The main consideration (right now) is that you need to first call a method
called Base.start_reading to trigger Julia to start consuming the data.

The other alternative, is to call while !eof(f);
readbytes(nb_available(f)); end in a loop in a Task, and let it handle the
async work in the background (with respect to your other running tasks).
​

On Sun, Sep 14, 2014 at 1:00 PM, Dan Luu <dan...@gmail.com> wrote:

> Thanks!
>
> A related question I have is, is there an existing function that acts
> like recv/recvmsg/recvmmsg in C (with O_NONBLOCKING), which returns
> whatever's available?
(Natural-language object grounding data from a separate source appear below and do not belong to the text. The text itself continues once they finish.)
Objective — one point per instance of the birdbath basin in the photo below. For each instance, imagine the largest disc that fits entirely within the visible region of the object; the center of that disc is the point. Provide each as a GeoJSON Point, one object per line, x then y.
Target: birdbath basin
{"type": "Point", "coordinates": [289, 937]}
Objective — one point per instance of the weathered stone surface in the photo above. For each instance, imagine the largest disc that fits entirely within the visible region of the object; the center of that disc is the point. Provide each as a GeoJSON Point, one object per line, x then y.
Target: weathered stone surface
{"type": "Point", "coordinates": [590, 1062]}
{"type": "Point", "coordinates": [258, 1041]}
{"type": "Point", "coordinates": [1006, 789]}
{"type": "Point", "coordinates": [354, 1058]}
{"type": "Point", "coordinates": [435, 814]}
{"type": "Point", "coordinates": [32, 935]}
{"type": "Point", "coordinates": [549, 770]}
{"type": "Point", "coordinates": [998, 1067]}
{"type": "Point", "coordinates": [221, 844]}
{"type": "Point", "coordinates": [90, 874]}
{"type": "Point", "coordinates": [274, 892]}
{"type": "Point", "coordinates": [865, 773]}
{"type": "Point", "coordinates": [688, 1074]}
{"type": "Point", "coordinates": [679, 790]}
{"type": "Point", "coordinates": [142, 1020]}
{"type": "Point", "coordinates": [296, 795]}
I was hoping readavailable would do that, but it
> blocks if nothing's available, which is why I'm checking nb_available.
>
> I can see why you'd warn people that the data may not be split the
> same way, but in this case I'm ok with receiving partial frames for
> whatever the definition of a frame is.
>
> On Sun, Sep 14, 2014 at 11:17 AM, Jameson Nash <vtjn...@gmail.com> wrote:
> > There are two answers here:
> > One is that writing the stream does not imply the data is immediately
> > readable, or will even be split up the same when received. The second
> part,
> > is that Julia does not start consuming the data until you start reading
> it.
> > This is important because you might want to pass this handle to an
> external
> > process, and not have Julia consume part of the data I the meantime.
> >
> >
> > On Sunday, September 14, 2014, Dan Luu <dan...@gmail.com> wrote:
> >>
> >> julia> r,_ = redirect_stdout()
> >> (Pipe(open, 0 bytes waiting),Pipe(open, 0 bytes waiting))
> >> julia> nb_available(r)
> >> 0
> >> julia> println("foo")
> >> julia> nb_available(r)
> >> 0
> >> julia> println("foo")
> >> julia> nb_available(r)
> >> 0
> >> julia> readline(r)
> >> "foo\n"
> >> julia> nb_available(r)
> >> 4
> >>
> >> Even if there's data available, nb_available returns 0. From the name,
> >> I would have expected this function to return the number of bytes
> >> available. However, since there's no documentation, either in
> >> help(nb_available) or in the code itself, I can't tell if this is a
> >> bug or if this is behavior is by design.